For model selection with sklearn we furthermore provide an optional
regressor interface.


### Gallery

![](https://raw.githubusercontent.com/AlexanderFabisch/gmr/master/doc/sklearn_initialization.png)

[Diagonal covariances](https://github.com/AlexanderFabisch/gmr/blob/master/examples/plot_iris_from_sklearn.py)

![](https://raw.githubusercontent.com/AlexanderFabisch/gmr/master/doc/confidence_sampling.png)

[Sample from confidence interval](https://github.com/AlexanderFabisch/gmr/blob/master/examples/plot_sample_mvn_confidence_interval.py)

![](https://raw.githubusercontent.com/AlexanderFabisch/gmr/master/doc/trajectories.png)

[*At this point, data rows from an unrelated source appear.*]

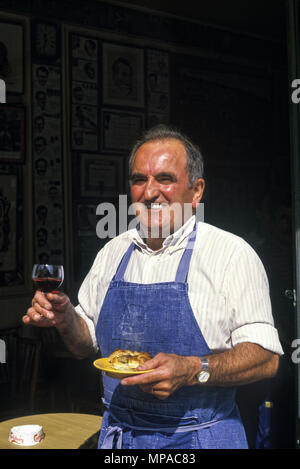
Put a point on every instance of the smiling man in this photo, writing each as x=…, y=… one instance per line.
x=193, y=296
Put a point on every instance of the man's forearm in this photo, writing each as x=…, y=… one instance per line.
x=245, y=363
x=75, y=334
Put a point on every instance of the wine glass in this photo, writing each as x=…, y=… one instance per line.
x=47, y=278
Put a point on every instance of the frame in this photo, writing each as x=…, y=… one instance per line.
x=45, y=40
x=11, y=226
x=120, y=129
x=12, y=56
x=101, y=175
x=123, y=75
x=12, y=134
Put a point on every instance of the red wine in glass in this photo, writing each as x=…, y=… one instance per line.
x=47, y=278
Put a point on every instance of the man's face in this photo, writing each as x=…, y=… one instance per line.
x=160, y=187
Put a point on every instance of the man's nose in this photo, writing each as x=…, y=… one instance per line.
x=151, y=189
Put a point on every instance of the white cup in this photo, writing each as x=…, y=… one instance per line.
x=26, y=435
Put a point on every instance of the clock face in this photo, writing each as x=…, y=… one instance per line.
x=46, y=40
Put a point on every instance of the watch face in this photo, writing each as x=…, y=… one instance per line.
x=203, y=376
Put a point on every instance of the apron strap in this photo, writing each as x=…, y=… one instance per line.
x=185, y=260
x=119, y=275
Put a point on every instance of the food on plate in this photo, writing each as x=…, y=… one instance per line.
x=126, y=360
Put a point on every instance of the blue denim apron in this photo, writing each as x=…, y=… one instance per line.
x=158, y=318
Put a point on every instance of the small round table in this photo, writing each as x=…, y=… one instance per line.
x=62, y=431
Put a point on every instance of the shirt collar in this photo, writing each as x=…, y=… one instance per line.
x=174, y=240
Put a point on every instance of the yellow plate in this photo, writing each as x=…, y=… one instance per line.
x=104, y=365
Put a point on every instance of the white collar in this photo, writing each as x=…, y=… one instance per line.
x=174, y=240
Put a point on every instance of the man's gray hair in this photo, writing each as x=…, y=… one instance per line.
x=195, y=163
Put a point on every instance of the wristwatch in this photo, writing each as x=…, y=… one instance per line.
x=203, y=376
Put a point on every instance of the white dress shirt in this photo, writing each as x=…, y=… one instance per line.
x=227, y=284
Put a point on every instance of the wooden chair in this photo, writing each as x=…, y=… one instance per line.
x=20, y=371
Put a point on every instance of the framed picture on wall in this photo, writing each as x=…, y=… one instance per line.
x=11, y=226
x=101, y=175
x=123, y=75
x=12, y=134
x=120, y=129
x=12, y=56
x=45, y=40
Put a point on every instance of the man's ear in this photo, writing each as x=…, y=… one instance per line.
x=198, y=189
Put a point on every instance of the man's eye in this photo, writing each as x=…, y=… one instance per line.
x=138, y=181
x=165, y=180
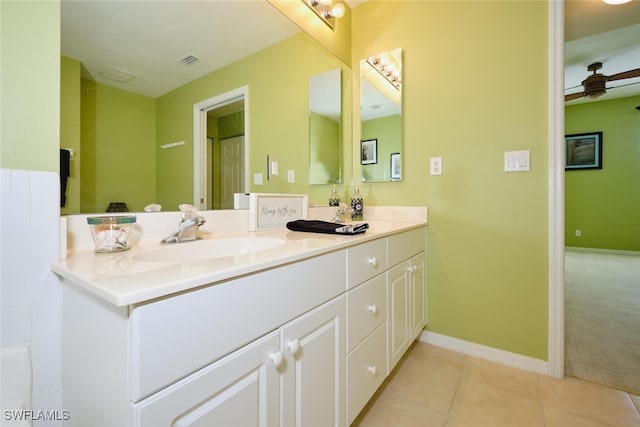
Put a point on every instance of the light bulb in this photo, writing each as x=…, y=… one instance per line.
x=338, y=10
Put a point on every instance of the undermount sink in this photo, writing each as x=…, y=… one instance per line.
x=208, y=249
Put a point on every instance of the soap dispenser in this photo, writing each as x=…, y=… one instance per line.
x=334, y=199
x=357, y=205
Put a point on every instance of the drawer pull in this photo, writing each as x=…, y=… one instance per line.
x=293, y=346
x=276, y=358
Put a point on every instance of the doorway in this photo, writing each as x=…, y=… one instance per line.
x=221, y=149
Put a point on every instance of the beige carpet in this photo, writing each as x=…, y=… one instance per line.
x=602, y=319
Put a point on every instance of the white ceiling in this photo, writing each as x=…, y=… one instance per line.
x=598, y=32
x=147, y=38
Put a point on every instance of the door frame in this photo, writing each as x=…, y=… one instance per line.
x=200, y=109
x=555, y=350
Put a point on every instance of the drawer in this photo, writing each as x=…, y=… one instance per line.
x=221, y=393
x=366, y=369
x=406, y=244
x=365, y=261
x=366, y=309
x=176, y=336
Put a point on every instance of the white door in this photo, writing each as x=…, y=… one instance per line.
x=314, y=391
x=240, y=390
x=232, y=170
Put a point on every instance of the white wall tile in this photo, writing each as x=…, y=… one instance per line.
x=14, y=275
x=16, y=325
x=46, y=354
x=31, y=299
x=46, y=303
x=51, y=402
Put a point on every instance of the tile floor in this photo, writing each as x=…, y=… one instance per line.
x=436, y=387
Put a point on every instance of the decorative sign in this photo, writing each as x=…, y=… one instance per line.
x=268, y=211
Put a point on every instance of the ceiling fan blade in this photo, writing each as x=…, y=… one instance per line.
x=623, y=85
x=625, y=75
x=573, y=96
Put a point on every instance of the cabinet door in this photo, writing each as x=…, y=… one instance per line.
x=313, y=391
x=398, y=309
x=418, y=279
x=242, y=389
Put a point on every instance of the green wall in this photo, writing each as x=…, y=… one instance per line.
x=605, y=203
x=474, y=86
x=278, y=118
x=324, y=149
x=70, y=116
x=30, y=85
x=118, y=138
x=388, y=131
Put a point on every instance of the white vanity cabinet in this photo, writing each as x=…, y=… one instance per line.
x=301, y=343
x=385, y=313
x=299, y=367
x=406, y=292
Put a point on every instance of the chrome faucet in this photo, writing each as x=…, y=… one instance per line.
x=187, y=230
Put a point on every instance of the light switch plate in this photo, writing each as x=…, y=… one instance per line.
x=517, y=161
x=436, y=166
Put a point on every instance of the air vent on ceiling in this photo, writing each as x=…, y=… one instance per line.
x=117, y=75
x=189, y=59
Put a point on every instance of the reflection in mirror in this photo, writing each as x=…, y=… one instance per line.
x=225, y=155
x=381, y=117
x=149, y=134
x=325, y=128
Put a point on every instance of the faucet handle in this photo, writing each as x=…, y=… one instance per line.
x=188, y=211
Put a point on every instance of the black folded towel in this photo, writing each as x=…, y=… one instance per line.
x=315, y=226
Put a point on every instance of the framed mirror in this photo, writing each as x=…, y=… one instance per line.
x=325, y=128
x=139, y=147
x=381, y=117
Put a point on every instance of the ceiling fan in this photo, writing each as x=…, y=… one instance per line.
x=595, y=84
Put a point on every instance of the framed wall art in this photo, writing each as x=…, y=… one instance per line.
x=583, y=151
x=396, y=167
x=369, y=151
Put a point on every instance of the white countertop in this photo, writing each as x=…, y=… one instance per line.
x=121, y=280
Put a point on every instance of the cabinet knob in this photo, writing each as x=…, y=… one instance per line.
x=276, y=358
x=293, y=346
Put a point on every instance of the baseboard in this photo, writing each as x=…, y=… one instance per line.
x=487, y=353
x=602, y=251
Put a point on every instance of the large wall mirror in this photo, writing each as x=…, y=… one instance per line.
x=136, y=140
x=325, y=128
x=381, y=117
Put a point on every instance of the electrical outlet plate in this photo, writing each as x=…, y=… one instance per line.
x=436, y=166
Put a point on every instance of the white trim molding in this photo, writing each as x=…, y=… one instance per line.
x=502, y=357
x=555, y=346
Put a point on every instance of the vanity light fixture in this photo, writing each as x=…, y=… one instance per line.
x=388, y=67
x=326, y=11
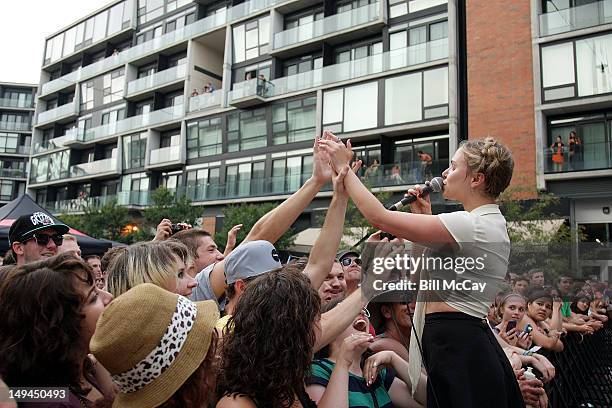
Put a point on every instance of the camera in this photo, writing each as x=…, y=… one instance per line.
x=384, y=235
x=177, y=228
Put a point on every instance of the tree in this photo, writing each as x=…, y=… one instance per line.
x=248, y=215
x=107, y=221
x=540, y=237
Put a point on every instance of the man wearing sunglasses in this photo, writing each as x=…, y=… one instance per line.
x=35, y=236
x=351, y=263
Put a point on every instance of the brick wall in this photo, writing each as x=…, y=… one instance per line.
x=500, y=80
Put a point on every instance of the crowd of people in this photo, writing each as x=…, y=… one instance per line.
x=177, y=323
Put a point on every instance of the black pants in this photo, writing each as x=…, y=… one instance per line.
x=465, y=364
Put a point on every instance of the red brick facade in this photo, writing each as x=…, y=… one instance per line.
x=500, y=80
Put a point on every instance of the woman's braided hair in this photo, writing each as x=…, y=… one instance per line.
x=491, y=158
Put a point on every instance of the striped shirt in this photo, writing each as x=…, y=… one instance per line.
x=359, y=394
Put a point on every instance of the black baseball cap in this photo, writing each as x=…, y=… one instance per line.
x=26, y=225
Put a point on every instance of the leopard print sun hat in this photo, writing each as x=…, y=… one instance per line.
x=151, y=341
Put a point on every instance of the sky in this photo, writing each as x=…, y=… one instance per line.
x=25, y=24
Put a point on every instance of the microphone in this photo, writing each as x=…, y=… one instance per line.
x=436, y=185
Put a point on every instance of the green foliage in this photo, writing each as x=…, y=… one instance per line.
x=248, y=215
x=165, y=204
x=107, y=222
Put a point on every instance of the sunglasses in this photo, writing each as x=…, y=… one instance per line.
x=347, y=261
x=43, y=239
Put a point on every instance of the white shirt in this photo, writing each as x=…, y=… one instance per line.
x=480, y=233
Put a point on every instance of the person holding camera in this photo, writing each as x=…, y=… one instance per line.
x=466, y=367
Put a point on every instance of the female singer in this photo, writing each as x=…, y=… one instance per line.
x=466, y=366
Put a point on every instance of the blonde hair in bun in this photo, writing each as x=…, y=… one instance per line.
x=491, y=158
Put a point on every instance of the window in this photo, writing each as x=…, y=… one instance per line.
x=244, y=179
x=358, y=51
x=204, y=138
x=592, y=74
x=294, y=121
x=303, y=64
x=351, y=108
x=288, y=174
x=203, y=184
x=6, y=190
x=87, y=95
x=8, y=142
x=54, y=166
x=403, y=99
x=134, y=150
x=251, y=39
x=246, y=130
x=113, y=86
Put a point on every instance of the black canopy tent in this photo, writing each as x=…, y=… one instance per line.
x=25, y=205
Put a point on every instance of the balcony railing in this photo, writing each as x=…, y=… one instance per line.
x=587, y=156
x=79, y=204
x=138, y=198
x=14, y=173
x=195, y=29
x=390, y=60
x=94, y=168
x=406, y=173
x=15, y=126
x=132, y=123
x=329, y=25
x=56, y=142
x=165, y=154
x=15, y=150
x=57, y=113
x=160, y=78
x=575, y=18
x=15, y=103
x=205, y=101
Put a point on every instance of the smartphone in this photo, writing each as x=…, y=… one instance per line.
x=511, y=325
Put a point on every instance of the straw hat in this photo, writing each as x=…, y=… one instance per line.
x=151, y=341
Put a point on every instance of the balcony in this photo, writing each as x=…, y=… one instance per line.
x=575, y=18
x=12, y=173
x=61, y=112
x=161, y=78
x=589, y=156
x=335, y=25
x=23, y=150
x=131, y=124
x=195, y=29
x=165, y=155
x=255, y=91
x=95, y=168
x=57, y=142
x=134, y=198
x=16, y=103
x=16, y=126
x=77, y=205
x=205, y=101
x=389, y=176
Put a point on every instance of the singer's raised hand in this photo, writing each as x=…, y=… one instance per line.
x=422, y=205
x=339, y=154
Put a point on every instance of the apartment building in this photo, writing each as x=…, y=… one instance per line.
x=221, y=100
x=16, y=116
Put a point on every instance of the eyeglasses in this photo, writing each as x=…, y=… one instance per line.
x=43, y=239
x=347, y=261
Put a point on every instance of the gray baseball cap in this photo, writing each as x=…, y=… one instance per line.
x=249, y=260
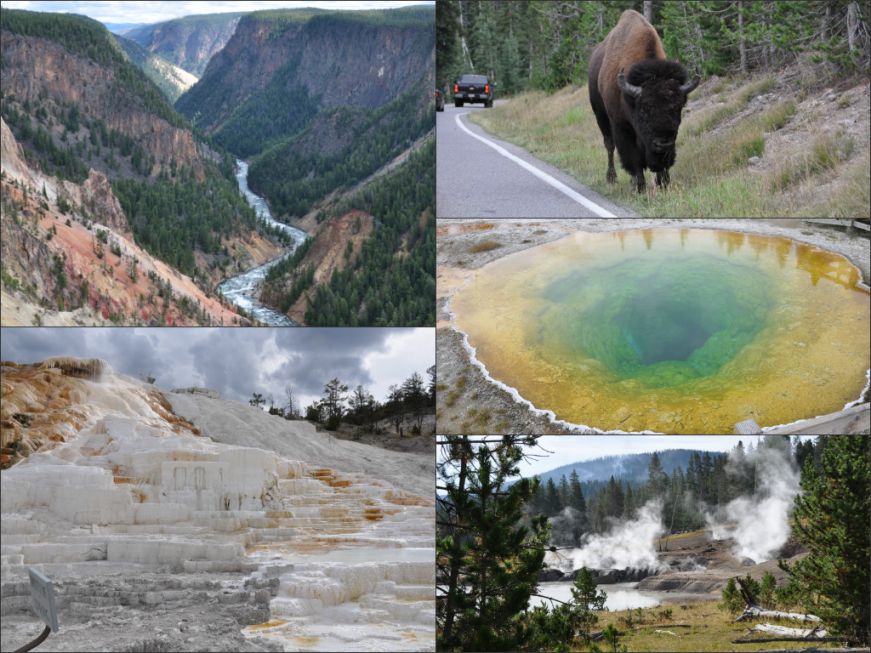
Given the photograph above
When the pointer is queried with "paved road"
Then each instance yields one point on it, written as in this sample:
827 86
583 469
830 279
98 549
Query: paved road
479 176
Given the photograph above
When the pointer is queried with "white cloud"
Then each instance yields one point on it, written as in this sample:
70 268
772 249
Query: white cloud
568 449
154 12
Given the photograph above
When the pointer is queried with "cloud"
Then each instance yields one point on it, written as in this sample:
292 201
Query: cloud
154 12
237 362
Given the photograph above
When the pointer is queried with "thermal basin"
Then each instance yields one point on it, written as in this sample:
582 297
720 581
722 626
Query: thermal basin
671 330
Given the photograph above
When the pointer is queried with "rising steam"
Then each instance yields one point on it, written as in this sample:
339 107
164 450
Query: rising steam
759 524
628 545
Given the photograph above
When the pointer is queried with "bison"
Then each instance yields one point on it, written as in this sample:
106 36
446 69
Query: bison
637 95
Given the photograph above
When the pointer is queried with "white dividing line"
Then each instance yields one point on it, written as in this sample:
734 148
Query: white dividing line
546 178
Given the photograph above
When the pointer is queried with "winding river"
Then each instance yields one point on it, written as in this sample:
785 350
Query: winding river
242 289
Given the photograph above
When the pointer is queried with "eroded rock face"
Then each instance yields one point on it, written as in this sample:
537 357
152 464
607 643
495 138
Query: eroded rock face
340 63
43 72
98 197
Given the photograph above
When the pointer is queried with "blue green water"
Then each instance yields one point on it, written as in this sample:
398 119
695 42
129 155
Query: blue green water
660 320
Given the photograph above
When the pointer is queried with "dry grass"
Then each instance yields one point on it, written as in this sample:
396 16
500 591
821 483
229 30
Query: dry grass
710 629
484 246
825 153
711 177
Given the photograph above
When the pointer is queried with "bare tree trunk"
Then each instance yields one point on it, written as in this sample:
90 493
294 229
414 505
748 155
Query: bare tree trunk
852 24
742 45
827 18
465 46
454 580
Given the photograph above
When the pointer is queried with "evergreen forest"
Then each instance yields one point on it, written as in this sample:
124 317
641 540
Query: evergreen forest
495 526
546 45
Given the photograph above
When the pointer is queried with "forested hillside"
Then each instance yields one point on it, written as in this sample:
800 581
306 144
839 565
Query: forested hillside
85 114
687 492
546 45
189 42
169 78
338 96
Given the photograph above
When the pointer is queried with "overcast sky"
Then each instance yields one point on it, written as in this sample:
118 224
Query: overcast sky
155 12
570 449
237 362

[Generate trajectories](https://github.com/AlexanderFabisch/gmr/blob/master/examples/plot_trajectories.py)

![](https://raw.githubusercontent.com/AlexanderFabisch/gmr/master/doc/time_invariant_trajectories.png)

[Sample time-invariant trajectories](https://github.com/AlexanderFabisch/gmr/blob/master/examples/plot_time_invariant_trajectories.py)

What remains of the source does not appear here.